A plywood sheet, screwed and glued to the back side of the legs will make that as solid as a rock. The bottom shelf will also help with stability. Adding a 2X4" piece of wood along the back side will make a good back-splash. It will also give you an easy way to bolt the table to the wall. If you think the table will be disassembled in the future for transport, don't glue the top,back plywood, or shelf in place - just use screws.
Adding and edge of hardwood ( oak) to the edges will make the table look and last better, but isn't absolutely necessary. If your dad has a table saw, here is the best way to make the edges really robust.
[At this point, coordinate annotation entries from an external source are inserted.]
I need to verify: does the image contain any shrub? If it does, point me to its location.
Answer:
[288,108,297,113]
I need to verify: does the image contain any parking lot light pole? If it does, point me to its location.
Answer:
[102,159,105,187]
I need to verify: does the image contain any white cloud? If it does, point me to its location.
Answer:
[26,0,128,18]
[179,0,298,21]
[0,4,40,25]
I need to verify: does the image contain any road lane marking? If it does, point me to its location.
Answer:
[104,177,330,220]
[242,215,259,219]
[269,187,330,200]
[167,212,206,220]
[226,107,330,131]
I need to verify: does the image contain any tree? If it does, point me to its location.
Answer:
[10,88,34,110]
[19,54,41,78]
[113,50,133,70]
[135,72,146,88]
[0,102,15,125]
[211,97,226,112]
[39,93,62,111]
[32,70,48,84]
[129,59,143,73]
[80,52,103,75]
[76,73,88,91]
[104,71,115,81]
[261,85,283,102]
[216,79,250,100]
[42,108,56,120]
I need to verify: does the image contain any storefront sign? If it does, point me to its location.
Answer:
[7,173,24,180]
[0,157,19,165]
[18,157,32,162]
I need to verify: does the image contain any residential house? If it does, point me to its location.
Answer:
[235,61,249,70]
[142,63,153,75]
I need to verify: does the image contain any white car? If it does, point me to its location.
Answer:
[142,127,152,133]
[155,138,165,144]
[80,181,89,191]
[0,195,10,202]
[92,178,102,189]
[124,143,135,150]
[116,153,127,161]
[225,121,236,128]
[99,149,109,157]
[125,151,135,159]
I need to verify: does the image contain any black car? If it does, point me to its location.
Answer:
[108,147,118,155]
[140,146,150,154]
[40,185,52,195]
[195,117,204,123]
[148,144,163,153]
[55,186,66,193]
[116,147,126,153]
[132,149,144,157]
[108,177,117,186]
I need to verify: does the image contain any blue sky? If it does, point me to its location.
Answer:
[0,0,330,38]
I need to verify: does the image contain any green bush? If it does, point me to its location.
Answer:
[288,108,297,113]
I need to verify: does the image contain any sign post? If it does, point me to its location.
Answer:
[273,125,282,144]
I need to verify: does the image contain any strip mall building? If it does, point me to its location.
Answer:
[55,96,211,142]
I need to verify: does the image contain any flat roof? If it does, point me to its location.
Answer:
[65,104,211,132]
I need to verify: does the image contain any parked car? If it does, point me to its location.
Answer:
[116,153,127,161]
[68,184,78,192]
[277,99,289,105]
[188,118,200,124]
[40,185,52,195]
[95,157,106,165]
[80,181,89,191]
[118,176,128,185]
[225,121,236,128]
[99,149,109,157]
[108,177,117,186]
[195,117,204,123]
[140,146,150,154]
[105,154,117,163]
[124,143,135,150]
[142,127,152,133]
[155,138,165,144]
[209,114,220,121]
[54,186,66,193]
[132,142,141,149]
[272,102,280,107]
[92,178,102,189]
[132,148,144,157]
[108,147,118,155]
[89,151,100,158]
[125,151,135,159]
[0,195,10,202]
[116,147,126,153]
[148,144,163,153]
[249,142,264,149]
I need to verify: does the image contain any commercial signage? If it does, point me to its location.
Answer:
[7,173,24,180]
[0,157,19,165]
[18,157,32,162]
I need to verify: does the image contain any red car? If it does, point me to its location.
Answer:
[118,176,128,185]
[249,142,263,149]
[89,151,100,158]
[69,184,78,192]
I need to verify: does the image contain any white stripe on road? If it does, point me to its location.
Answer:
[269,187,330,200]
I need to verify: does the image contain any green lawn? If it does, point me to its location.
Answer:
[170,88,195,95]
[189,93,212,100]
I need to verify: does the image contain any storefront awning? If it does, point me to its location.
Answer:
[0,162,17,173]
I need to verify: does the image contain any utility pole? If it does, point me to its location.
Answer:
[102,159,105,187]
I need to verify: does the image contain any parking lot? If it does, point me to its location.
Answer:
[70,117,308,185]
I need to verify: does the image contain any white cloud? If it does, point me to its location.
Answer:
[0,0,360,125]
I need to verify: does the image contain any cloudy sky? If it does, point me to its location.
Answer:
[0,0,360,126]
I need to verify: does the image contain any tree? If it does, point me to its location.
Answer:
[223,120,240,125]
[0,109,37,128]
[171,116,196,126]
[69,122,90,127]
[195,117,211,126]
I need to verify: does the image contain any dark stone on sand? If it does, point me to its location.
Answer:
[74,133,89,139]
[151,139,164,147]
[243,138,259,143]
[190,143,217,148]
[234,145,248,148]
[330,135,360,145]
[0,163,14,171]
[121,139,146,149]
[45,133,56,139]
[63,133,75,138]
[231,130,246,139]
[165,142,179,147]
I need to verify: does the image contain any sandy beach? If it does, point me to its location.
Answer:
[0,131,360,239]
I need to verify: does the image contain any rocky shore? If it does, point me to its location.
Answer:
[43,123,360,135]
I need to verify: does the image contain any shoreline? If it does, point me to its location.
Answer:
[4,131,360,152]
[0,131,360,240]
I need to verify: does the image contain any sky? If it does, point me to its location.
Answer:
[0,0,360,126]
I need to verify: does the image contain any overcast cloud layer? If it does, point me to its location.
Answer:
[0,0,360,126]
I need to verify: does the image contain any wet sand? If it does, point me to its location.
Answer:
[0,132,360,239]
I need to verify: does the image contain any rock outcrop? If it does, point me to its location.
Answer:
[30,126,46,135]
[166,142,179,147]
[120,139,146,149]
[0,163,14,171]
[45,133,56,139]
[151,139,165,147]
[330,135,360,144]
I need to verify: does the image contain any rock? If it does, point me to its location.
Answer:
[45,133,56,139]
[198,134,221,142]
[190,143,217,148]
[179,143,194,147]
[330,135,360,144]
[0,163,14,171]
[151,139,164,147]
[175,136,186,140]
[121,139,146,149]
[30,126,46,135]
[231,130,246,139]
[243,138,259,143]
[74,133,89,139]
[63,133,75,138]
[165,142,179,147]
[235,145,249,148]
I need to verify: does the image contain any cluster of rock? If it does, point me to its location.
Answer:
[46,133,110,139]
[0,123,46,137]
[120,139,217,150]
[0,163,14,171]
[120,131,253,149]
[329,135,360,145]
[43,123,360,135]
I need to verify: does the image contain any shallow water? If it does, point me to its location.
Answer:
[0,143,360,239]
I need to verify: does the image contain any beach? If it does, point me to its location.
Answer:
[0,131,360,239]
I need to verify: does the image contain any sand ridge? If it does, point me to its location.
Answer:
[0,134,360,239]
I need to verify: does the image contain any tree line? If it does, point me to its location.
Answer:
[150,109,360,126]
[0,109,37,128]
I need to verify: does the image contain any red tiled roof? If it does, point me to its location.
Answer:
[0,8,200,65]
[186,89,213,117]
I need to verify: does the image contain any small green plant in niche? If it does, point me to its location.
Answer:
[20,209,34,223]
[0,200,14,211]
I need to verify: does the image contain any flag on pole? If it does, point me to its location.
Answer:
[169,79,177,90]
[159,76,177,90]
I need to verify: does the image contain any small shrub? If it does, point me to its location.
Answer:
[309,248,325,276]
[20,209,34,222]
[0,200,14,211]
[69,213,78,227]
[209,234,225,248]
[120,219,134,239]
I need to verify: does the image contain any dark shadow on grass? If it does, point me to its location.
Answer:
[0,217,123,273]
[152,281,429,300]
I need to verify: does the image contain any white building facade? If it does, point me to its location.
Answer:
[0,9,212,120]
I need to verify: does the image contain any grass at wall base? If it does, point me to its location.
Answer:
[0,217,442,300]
Take a 2X4 piece of wood ( oak would be perfect, but even pine will work). Set the blade at slightly more than the table top thickness, and set the fence 1" from the blade. Cut the length of the board. Now change the the blade height and fence so it will intersect the cut you just made. Cut the board, thus making an "L" shape that fits the top so it forms an edge. If it fits right, clamp and glue it into place. A #10X3" screw placed about every 12" down the edge will also be a good idea, and look good. Once all of these edges are installed, sand or plane the slightly raised lip down to flush with the table top. Run a finishing plane down the edges at a 45° to "break" the sharp edges. The simple addition of such and edge can make a hobby bench into a craftsman's bench. It also makes your bench top look 3.5" thick.
Note: If making a bench with raised lips to keep things from rolling off, mount the "L" so the short leg is on the top side, thus making a 3/4-1" raised lip. Do this along the ends and back side, with a flush edge on the front side. Most craftsman's benches are made this way.